You can hear the people sing—really hear them—in the long-gestating screen version of that Broadway juggernaut Les Misérables. Countering the standard practice of having the actors in a film musical lip-synch their songs to prerecorded tracks, director Tom Hooper (The King’s Speech) insisted that all the singing in his Les Mis happen live on the set, in the moment, with hidden earpieces allowing the actors to hear the orchestrations. The result is a movie musical unlike any you’ve heard before: Real voices emerge in real time, complete with assorted tremors, gasps for breath, and other “imperfections” of the sort typically smoothed away in the studio.
The live singing is but one part of Hooper’s concerted effort to inject grit and verisimilitude into Les Mis—a lofty strategy that has become folly by late in the film, when the proletarian hero Jean Valjean (Hugh Jackman) sloshes through the sewers of Paris with the body of the wounded revolutionary Marius (Eddie Redmayne) slung across his mighty shoulders, both men caked in human excrement.

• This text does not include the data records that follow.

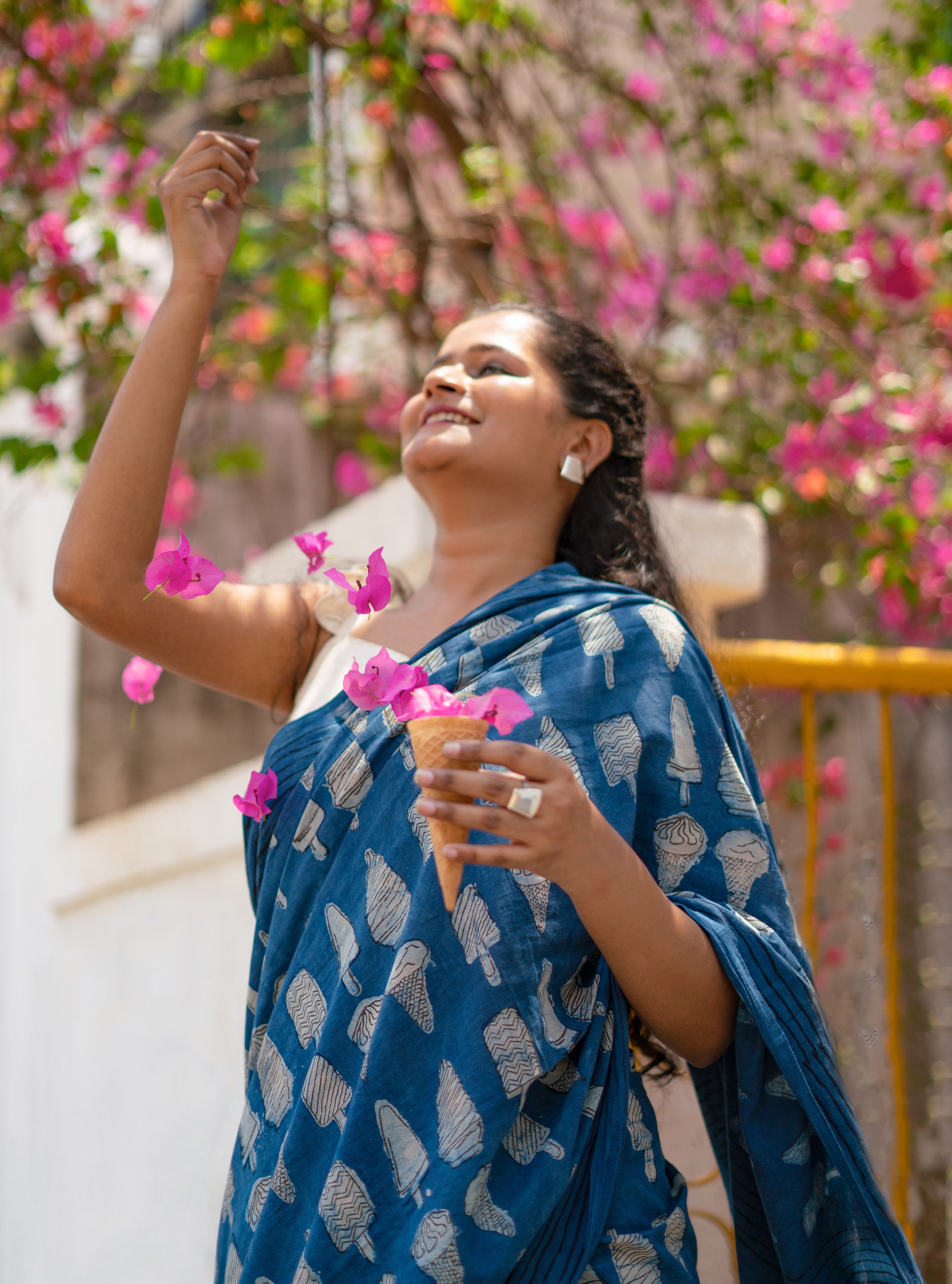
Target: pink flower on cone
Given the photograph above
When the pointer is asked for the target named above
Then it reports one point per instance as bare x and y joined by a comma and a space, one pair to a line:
501, 706
262, 787
383, 681
313, 546
433, 701
183, 572
139, 680
371, 596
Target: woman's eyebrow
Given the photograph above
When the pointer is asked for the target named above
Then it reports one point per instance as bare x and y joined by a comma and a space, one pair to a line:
447, 357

For the more Hooper tries—and oh, how he tries, ratcheting the filth amp to 11 and shooting almost everything with an arsenal of wide-angled, hand-held cameras—the more the source material’s moist-eyed storybook romanticism proves resilient to his efforts.

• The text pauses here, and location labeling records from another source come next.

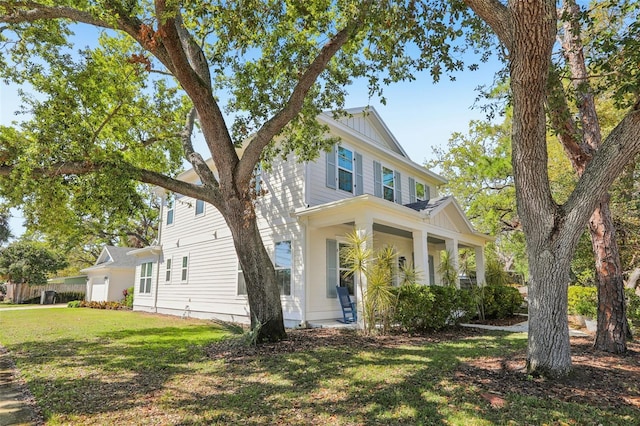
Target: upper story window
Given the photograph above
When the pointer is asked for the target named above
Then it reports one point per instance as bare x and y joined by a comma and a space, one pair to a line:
282, 265
168, 270
199, 207
170, 210
184, 271
387, 183
388, 192
344, 170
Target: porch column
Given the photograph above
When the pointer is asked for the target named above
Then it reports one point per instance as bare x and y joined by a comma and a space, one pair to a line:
421, 256
364, 228
451, 246
480, 269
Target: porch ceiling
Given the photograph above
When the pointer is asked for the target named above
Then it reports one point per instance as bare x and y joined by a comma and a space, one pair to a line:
391, 218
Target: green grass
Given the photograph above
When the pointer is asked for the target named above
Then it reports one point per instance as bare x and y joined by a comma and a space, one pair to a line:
120, 367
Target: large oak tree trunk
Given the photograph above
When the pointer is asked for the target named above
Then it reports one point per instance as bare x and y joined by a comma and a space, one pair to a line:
263, 292
612, 318
549, 351
548, 248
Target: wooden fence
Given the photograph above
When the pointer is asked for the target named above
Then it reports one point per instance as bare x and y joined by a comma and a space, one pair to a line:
19, 293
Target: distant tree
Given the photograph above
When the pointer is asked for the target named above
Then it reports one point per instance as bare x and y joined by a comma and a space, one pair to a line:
5, 230
28, 262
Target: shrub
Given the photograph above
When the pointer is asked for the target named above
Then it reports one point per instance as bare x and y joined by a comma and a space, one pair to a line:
128, 298
101, 305
69, 296
633, 306
431, 308
498, 301
583, 301
74, 304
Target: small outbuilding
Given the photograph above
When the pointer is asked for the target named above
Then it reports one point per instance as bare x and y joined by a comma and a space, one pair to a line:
112, 273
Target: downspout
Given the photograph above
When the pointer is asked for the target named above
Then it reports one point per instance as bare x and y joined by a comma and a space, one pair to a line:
305, 247
161, 217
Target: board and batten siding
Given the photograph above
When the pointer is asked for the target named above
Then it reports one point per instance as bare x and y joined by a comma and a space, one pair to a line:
320, 192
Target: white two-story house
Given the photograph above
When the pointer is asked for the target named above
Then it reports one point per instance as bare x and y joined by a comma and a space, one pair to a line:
367, 182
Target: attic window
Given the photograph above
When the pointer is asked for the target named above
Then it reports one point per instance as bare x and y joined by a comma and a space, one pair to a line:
345, 169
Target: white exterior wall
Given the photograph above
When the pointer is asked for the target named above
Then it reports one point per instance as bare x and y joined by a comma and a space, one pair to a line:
319, 193
211, 286
119, 280
320, 306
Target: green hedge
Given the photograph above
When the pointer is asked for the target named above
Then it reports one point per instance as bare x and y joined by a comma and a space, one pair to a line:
499, 301
429, 308
583, 301
633, 306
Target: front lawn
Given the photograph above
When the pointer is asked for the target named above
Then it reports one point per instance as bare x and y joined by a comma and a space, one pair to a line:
119, 367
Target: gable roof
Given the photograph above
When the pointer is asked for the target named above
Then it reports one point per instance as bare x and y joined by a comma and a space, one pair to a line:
113, 257
377, 131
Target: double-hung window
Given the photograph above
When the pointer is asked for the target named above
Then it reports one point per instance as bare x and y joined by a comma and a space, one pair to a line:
199, 207
146, 271
418, 191
388, 187
167, 276
185, 269
170, 210
345, 169
421, 192
282, 265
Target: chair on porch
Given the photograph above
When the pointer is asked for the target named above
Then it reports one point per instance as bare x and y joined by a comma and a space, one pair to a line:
349, 312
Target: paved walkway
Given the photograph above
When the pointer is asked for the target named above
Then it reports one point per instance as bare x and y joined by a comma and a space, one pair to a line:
15, 408
523, 327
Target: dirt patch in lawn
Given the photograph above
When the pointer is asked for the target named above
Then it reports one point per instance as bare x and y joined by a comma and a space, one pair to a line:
599, 379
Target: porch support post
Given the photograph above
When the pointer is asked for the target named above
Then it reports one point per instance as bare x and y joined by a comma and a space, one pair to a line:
364, 228
480, 268
421, 256
451, 246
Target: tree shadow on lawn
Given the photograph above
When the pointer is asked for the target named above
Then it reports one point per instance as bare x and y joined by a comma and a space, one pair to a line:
419, 383
111, 372
362, 383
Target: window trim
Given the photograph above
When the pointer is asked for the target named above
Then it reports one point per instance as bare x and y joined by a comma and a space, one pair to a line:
184, 269
168, 273
171, 211
146, 274
424, 190
339, 168
204, 207
393, 183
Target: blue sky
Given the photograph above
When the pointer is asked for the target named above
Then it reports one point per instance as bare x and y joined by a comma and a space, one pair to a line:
422, 115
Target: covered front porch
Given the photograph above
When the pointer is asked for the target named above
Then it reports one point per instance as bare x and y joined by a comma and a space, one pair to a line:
420, 232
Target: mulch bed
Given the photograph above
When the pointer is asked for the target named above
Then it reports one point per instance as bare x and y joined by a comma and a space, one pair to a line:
598, 378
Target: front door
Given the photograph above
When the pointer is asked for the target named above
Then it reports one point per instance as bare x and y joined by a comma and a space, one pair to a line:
345, 276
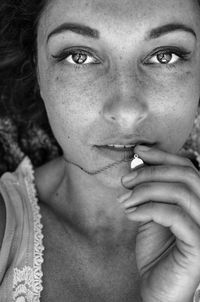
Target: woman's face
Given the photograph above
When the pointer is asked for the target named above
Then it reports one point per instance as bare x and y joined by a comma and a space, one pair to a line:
119, 73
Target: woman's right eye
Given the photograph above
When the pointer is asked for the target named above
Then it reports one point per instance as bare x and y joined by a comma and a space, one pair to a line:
76, 57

It’s doubtful, after all, that realism—or any semblance of it—is what audiences were seeking when they turned the 1985 British stage production into a blockbuster. Liberally inspired by Victor Hugo’s 1862 novel, Les Misérables the musical boils down Hugo’s panoramic study of the underclasses between the end of the French Revolution and the failed Paris uprisings of 1832 to a series of noble peasant heroes, cardboard villains, and star-crossed lovers belting out sound-alike anthems about the resilience of the human spirit.

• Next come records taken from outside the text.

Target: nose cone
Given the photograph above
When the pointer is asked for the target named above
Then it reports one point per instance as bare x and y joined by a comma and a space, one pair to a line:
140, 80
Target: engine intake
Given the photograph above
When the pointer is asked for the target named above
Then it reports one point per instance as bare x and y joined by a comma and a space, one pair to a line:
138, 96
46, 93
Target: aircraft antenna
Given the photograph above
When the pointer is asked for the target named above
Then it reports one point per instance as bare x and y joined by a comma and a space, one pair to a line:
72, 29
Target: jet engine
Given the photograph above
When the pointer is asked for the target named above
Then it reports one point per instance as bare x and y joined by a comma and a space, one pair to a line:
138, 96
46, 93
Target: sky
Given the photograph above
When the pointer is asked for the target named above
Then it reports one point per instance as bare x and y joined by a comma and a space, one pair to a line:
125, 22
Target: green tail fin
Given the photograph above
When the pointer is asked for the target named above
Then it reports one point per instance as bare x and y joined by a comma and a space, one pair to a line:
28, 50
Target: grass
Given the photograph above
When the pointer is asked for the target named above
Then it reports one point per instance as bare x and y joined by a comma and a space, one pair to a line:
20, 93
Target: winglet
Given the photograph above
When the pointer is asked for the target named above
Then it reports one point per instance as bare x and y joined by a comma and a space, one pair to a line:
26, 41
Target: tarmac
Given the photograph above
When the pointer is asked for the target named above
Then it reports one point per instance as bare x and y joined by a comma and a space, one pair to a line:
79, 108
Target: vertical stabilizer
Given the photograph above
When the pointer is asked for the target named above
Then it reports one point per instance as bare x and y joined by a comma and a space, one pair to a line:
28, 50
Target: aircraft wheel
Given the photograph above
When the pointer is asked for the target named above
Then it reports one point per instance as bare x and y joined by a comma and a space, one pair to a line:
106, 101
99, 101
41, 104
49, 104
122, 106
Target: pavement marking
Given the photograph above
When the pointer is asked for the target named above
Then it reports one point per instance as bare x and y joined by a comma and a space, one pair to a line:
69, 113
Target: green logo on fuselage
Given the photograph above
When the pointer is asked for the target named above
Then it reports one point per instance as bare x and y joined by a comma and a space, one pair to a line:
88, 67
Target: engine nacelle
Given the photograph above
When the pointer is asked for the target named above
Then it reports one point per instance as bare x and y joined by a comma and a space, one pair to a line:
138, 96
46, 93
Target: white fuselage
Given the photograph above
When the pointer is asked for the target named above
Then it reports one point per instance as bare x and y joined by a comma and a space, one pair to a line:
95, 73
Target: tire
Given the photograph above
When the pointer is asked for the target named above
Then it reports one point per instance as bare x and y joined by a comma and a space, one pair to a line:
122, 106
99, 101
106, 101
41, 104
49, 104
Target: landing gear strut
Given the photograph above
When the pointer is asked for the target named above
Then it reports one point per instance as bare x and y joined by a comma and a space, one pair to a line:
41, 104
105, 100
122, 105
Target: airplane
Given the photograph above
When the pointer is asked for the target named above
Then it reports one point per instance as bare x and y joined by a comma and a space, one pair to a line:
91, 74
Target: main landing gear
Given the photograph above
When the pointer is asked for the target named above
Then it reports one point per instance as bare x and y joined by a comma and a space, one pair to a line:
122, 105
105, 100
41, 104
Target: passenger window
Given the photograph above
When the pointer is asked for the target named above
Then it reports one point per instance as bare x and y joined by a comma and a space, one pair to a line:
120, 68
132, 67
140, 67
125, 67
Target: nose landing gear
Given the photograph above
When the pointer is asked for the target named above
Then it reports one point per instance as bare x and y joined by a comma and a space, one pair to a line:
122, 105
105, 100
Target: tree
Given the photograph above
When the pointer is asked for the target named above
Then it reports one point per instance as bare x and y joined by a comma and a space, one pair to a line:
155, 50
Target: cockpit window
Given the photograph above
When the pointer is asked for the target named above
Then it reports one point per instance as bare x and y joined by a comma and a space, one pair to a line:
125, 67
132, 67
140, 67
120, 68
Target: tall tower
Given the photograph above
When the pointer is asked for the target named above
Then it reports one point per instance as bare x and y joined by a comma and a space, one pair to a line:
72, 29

Onstage, Les Mis has about as much to do with Hugo as Rent has to do with Puccini, but it has undeniable kitsch appeal. Onscreen there are fewer pleasures, though the opening moments are undeniably impressive in an old-fashioned, epic-monolithic way, as the camera drifts up from underwater to reveal Valjean and a chain gang of prisoners hauling an enormous ship into port under the crash of waves and the glower of police inspector Javert (Russell Crowe). Later, when a paroled Valjean jumps bail and flees through a snow-capped mountain expanse, the film exudes a wide-open physical grandeur not often seen in musicals. There are a handful of other show-stopping moments along the way, though I’m not sure if the most-discussed of them—Anne Hathaway’s rendition of the tortured ballad “I Dreamed a Dream”—stops the show for the right reasons. The impassioned lament of Fantine, a fired factory worker forced into prostitution to support her illegitimate daughter, “I Dreamed a Dream” is already emotional pornography of the first order, made more so by Hathaway’s borderline-hysterical interpretation.
Yet it’s hard to place too much fault on the direction of a movie that feels less like an exercise in filmmaking than in careful brand management. Once upon a time, directors entrusted with bringing some popular work of theater or literature to the screen were allowed to be creative, to reshape and adapt as they saw fit.
But in today’s Hollywood, where “pre-awareness” reigns supreme and the rights-holders of underlying properties retain ever more say in the adaptation process, writers and directors are increasingly reduced to the level of corporate lackeys. Occasionally a filmmaker will still be given major leeway to reinvent a well-known character or franchise (as Christopher Nolan was for his Batman films), but more often—whether it’s Twilight or The Hunger Games or The Girl With the Dragon Tattoo—the clear mandate is to cater to the base, and Les Mis is no exception. Try as Hooper did to make this movie his own, the only real changes he was allowed were cosmetic and stylistic, and even smeared in shit, these gleaming icons cannot be dulled. The dream lives, but this movie remains in chains.